Auf die Beschwerde der Baubehörde wurde der erstinstanzliche Beschluss geändert und der Eilantrag abgelehnt. Bei der gebotenen Gesamtabwägung würde das öffentliche Interesse an der gesetzlich angeordneten sofortigen Vollziehung des angegriffenen Bescheides gegenüber dem Aussetzungsinteresse des Antragstellers überwiegen. Dessen Klage habe wahrscheinlich keine Aussicht auf Erfolg, denn den Bauherren dürfte eine Ausnahme nach § 6 Abs. 3 Nr. 2 LBO zu erteilen sein.
Zu den rechtlichen Voraussetzungen für eine solche Ausnahme hat der Verwaltungsgerichtshof ausführlich Stellung bezogen: So liege keine erhebliche Beeinträchtigung von nachbarlichen Belangen vor, wenn die vorhandene Situation in Bezug auf das Nachbargrundstück durch bauordnungsrechtlich relevante Besonderheiten gekennzeichnet ist, die das Interesse des Nachbarn an der Einhaltung des nachbarschützenden Teils der Abstandstiefe deutlich mindern oder als weniger schutzwürdig erscheinen lassen. Allerdings könnten auch durch eine Doppelhausbebauung nachbarliche Interessen erheblich beeinträchtigt werden. Dies wäre etwa der Fall, wenn durch ein grenznahes Vorhaben die Bebaubarkeit des Nachbargrundstücks beeinträchtigt würde (VGH Baden-Württemberg, Beschluss vom 29.4.2009, Az. 3 S5 569/09). Ebenso seien nachbarliche Interessen beeinträchtigt, wenn der quantitative und qualitative Charakter als Doppelhaus im bauplanungsrechtlichen Sinne (§ 22 Abs. 2 BAUNVO) nicht mehr gewahrt sei. Nach diesen Maßgaben würden allerdings im konkreten Fall die nachbarlichen Belange des Antragstellers voraussichtlich nicht erheblich beeinträchtigt werden, da die Balkone als solche die bauordnungsrechtlich gebotenen Abstandsflächen einhielten.
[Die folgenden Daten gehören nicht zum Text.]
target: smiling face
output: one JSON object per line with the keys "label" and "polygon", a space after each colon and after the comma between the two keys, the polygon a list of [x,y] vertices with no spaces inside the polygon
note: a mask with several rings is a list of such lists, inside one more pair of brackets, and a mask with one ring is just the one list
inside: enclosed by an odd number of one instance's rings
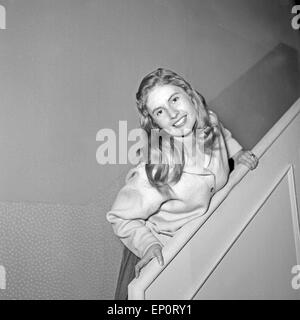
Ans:
{"label": "smiling face", "polygon": [[154,122],[172,136],[191,134],[196,120],[200,121],[201,127],[205,126],[205,108],[200,106],[201,119],[197,119],[197,110],[191,97],[180,87],[157,85],[148,93],[146,104]]}

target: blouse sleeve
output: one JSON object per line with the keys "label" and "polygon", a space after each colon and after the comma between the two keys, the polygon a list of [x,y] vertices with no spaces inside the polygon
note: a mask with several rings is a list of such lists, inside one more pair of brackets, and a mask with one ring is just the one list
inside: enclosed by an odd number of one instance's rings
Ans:
{"label": "blouse sleeve", "polygon": [[140,258],[153,244],[162,246],[146,226],[146,220],[164,201],[164,196],[150,185],[144,166],[138,166],[129,171],[126,185],[106,215],[114,233]]}

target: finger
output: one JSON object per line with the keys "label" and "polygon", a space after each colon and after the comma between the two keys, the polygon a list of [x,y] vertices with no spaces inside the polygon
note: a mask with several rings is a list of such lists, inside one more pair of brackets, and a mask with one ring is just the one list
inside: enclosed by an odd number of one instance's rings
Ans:
{"label": "finger", "polygon": [[251,151],[248,151],[248,154],[249,154],[249,159],[250,161],[253,163],[253,169],[257,167],[258,165],[258,158],[256,157],[256,155],[251,152]]}
{"label": "finger", "polygon": [[239,161],[240,161],[241,164],[245,165],[245,166],[248,167],[249,169],[252,169],[252,168],[253,168],[253,164],[252,164],[252,162],[251,162],[248,158],[246,158],[246,157],[241,157],[241,158],[239,159]]}
{"label": "finger", "polygon": [[157,258],[158,263],[163,266],[165,264],[164,257],[162,255],[161,249],[157,249],[154,251],[154,256]]}
{"label": "finger", "polygon": [[142,258],[135,266],[135,277],[138,278],[140,270],[149,262],[150,258]]}

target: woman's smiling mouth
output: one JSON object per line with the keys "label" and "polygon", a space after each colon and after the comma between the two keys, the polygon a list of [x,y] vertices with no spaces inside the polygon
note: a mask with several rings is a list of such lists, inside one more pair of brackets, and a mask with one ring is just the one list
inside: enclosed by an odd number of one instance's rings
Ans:
{"label": "woman's smiling mouth", "polygon": [[186,120],[187,120],[187,116],[184,115],[184,116],[181,117],[179,120],[177,120],[175,123],[173,123],[173,126],[174,126],[175,128],[182,127],[182,126],[186,123]]}

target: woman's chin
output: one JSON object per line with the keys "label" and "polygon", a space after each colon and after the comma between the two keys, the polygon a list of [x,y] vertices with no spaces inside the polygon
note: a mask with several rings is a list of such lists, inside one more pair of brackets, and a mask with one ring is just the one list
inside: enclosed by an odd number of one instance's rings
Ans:
{"label": "woman's chin", "polygon": [[172,130],[172,136],[174,137],[187,137],[192,133],[191,128],[178,128],[175,130]]}

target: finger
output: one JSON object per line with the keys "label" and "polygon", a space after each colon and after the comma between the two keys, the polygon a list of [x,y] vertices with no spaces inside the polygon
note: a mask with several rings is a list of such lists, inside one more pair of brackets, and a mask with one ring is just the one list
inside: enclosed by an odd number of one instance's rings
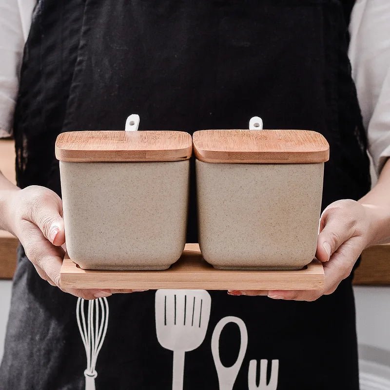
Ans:
{"label": "finger", "polygon": [[47,276],[47,274],[39,266],[36,265],[34,264],[33,264],[33,265],[34,266],[36,271],[38,274],[44,280],[45,280],[49,284],[51,284],[52,286],[55,286],[56,283],[52,280],[49,276]]}
{"label": "finger", "polygon": [[257,295],[267,295],[268,294],[268,291],[265,290],[228,290],[228,293],[230,295],[248,295],[249,296],[256,296]]}
{"label": "finger", "polygon": [[353,237],[342,244],[332,255],[330,261],[323,264],[324,289],[313,291],[272,291],[268,296],[276,299],[314,301],[322,295],[333,292],[340,282],[347,278],[362,250],[362,239]]}
{"label": "finger", "polygon": [[323,293],[323,289],[320,290],[272,290],[268,292],[268,296],[273,299],[311,302],[318,299]]}
{"label": "finger", "polygon": [[133,290],[110,290],[112,294],[126,294],[129,292],[143,292],[144,291],[148,291],[146,290],[133,289]]}
{"label": "finger", "polygon": [[323,262],[328,261],[337,248],[354,234],[355,220],[341,210],[330,208],[321,216],[320,225],[323,227],[318,234],[315,256]]}
{"label": "finger", "polygon": [[25,218],[35,223],[52,244],[60,246],[65,242],[62,203],[53,191],[46,190],[37,195],[29,215]]}

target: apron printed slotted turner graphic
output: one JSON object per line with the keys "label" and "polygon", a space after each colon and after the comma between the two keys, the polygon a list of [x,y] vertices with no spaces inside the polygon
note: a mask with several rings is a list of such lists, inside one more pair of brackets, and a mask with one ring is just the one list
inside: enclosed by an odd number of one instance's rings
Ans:
{"label": "apron printed slotted turner graphic", "polygon": [[185,352],[196,349],[204,340],[211,297],[202,290],[159,290],[155,304],[158,342],[174,352],[172,390],[182,390]]}

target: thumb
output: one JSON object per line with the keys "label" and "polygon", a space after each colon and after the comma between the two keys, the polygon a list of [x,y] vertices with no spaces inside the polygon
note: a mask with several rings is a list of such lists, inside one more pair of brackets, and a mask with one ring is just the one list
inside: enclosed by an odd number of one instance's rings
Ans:
{"label": "thumb", "polygon": [[[52,194],[50,194],[52,195]],[[53,245],[59,246],[65,242],[65,229],[62,201],[57,194],[45,196],[32,210],[31,222],[40,230]]]}
{"label": "thumb", "polygon": [[329,209],[321,216],[320,226],[321,230],[315,255],[321,261],[327,261],[340,245],[352,236],[352,224],[349,223],[346,216],[341,215],[336,209]]}

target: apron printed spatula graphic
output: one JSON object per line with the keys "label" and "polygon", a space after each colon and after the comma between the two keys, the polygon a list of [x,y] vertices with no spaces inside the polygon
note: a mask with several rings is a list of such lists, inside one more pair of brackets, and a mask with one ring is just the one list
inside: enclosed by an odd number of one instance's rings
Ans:
{"label": "apron printed spatula graphic", "polygon": [[184,355],[204,340],[211,297],[203,290],[159,290],[155,302],[157,338],[174,352],[172,390],[182,390]]}

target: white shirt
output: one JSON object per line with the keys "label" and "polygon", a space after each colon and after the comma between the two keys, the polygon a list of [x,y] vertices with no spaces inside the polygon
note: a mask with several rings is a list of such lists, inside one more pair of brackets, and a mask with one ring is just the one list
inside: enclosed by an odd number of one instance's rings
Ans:
{"label": "white shirt", "polygon": [[[12,132],[24,42],[36,0],[0,0],[0,136]],[[357,0],[349,56],[377,173],[390,156],[390,1]]]}

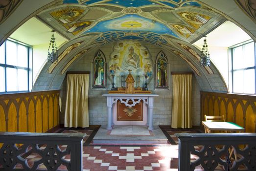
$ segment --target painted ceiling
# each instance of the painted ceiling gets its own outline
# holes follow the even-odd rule
[[[188,49],[180,44],[194,51],[193,43],[226,21],[200,3],[197,0],[64,0],[36,17],[70,40],[63,46],[66,48],[82,40],[86,43],[81,43],[83,48],[77,48],[80,51],[96,44],[142,41],[168,48],[195,68],[193,63],[199,65],[200,62],[190,62],[193,55],[190,61],[185,58],[182,51],[187,53]],[[206,69],[209,73],[212,73],[210,69]]]

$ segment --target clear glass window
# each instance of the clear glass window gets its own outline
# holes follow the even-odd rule
[[[232,48],[233,93],[256,94],[255,43]]]
[[[9,40],[0,46],[0,92],[29,90],[29,50]]]
[[[18,44],[18,66],[27,67],[27,47]]]
[[[7,91],[18,91],[18,69],[6,68]]]
[[[17,43],[9,41],[6,42],[6,64],[17,66]]]
[[[5,46],[5,43],[3,43],[2,45],[0,46],[0,64],[4,64],[5,63],[5,50],[4,50],[4,46]]]
[[[0,66],[0,92],[5,91],[4,67]]]

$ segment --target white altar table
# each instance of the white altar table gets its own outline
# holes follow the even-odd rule
[[[158,96],[156,94],[104,94],[103,96],[107,96],[107,107],[108,107],[108,126],[107,128],[112,129],[113,123],[113,104],[120,100],[126,106],[132,107],[139,104],[141,101],[147,106],[147,123],[148,130],[152,130],[153,128],[153,108],[154,107],[154,97]],[[128,104],[128,102],[132,104]]]

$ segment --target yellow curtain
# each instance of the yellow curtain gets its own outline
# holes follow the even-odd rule
[[[89,74],[68,74],[65,127],[89,127]]]
[[[173,101],[171,127],[190,128],[191,119],[191,74],[172,75]]]

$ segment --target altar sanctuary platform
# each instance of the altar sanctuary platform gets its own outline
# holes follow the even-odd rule
[[[158,126],[149,130],[145,126],[114,126],[108,130],[102,126],[94,136],[93,145],[167,144],[168,139]],[[114,133],[111,134],[111,132]]]

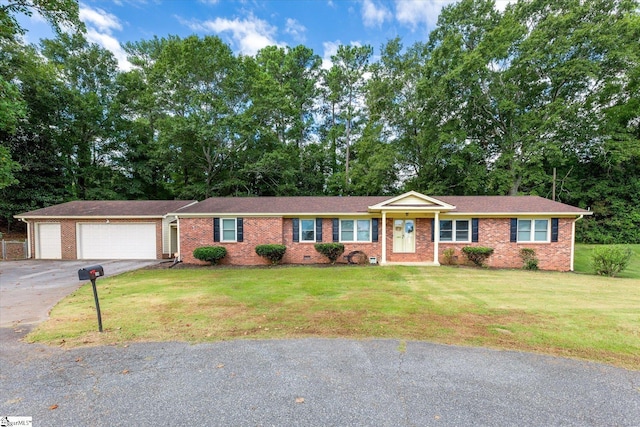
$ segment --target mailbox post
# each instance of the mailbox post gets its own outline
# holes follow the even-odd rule
[[[98,290],[96,289],[96,278],[104,276],[104,269],[101,265],[92,265],[78,270],[78,279],[91,280],[93,287],[93,299],[96,302],[96,312],[98,313],[98,331],[102,332],[102,316],[100,314],[100,302],[98,301]]]

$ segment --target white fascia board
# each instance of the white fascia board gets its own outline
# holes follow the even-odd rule
[[[389,200],[385,200],[383,202],[380,202],[376,205],[373,206],[369,206],[369,210],[375,211],[375,210],[402,210],[402,205],[396,205],[396,206],[388,206],[390,204],[393,204],[399,200],[402,199],[406,199],[408,197],[415,197],[417,199],[421,199],[424,200],[428,203],[431,203],[432,205],[426,205],[424,208],[427,207],[433,207],[433,208],[437,208],[437,210],[450,210],[450,209],[455,209],[455,206],[452,206],[448,203],[443,202],[442,200],[438,200],[438,199],[434,199],[433,197],[429,197],[426,196],[422,193],[418,193],[417,191],[409,191],[407,193],[401,194],[399,196],[393,197]],[[409,208],[409,207],[415,207],[415,206],[405,206],[405,209]],[[396,208],[400,208],[400,209],[396,209]],[[424,208],[420,208],[420,209],[424,209]],[[434,209],[436,210],[436,209]]]
[[[474,218],[513,218],[513,217],[558,217],[573,218],[581,215],[593,215],[593,212],[445,212],[443,216],[464,216]]]
[[[81,220],[92,220],[92,219],[162,219],[165,215],[78,215],[78,216],[70,216],[70,215],[36,215],[36,216],[21,216],[16,215],[14,218],[16,219],[52,219],[52,220],[60,220],[60,219],[81,219]]]

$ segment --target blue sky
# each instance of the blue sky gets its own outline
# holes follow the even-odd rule
[[[129,64],[127,41],[192,34],[217,35],[238,54],[269,46],[304,44],[325,66],[340,44],[374,48],[396,36],[405,46],[426,40],[442,7],[454,0],[83,0],[87,38]],[[26,41],[52,37],[41,17],[23,17]]]

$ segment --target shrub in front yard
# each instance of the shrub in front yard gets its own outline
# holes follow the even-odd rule
[[[465,246],[462,248],[462,253],[476,266],[482,267],[487,258],[493,254],[493,248],[487,248],[484,246]]]
[[[536,250],[531,248],[520,249],[520,259],[522,259],[522,268],[525,270],[537,270],[538,258],[536,257]]]
[[[273,265],[280,264],[286,250],[287,247],[285,245],[271,244],[256,246],[256,253],[268,259]]]
[[[329,258],[331,264],[335,264],[338,257],[344,253],[342,243],[316,243],[314,247],[316,251]]]
[[[615,277],[629,265],[633,251],[623,246],[597,247],[591,253],[591,266],[596,274]]]
[[[225,256],[227,256],[227,248],[224,246],[202,246],[193,250],[194,258],[210,262],[211,265],[216,265]]]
Ferner stellt das Gericht fest, dass dem Bauvorhaben auch keine nachbarschützenden Vorschriften des Bauplanungsrechts entgegenstünden. Eine unzumutbare Beeinträchtigung und somit ein Verstoß gegen das Gebot der Rücksichtnahme sei nicht ersichtlich. Vom Bauvorhaben gehe auch keine erdrückende Wirkung aus. Im Rahmen der Prüfung des Rücksichtnahmegebots sei auch zu berücksichtigen, dass das Bauvorhaben im Wesentlichen mit den bauordnungsrechtlichen Abstandsvorschriften im Einklang stehe. Denn im Regelfall sei davon auszugehen, dass das Rücksichtnahmegebot zumindest aus tatsächlichen Gründen nicht verletzt sei, wenn die bauordnungsrechtlichen Abstandsvorschriften eingehalten würden, dabei handle es sich um eine Regelvermutung.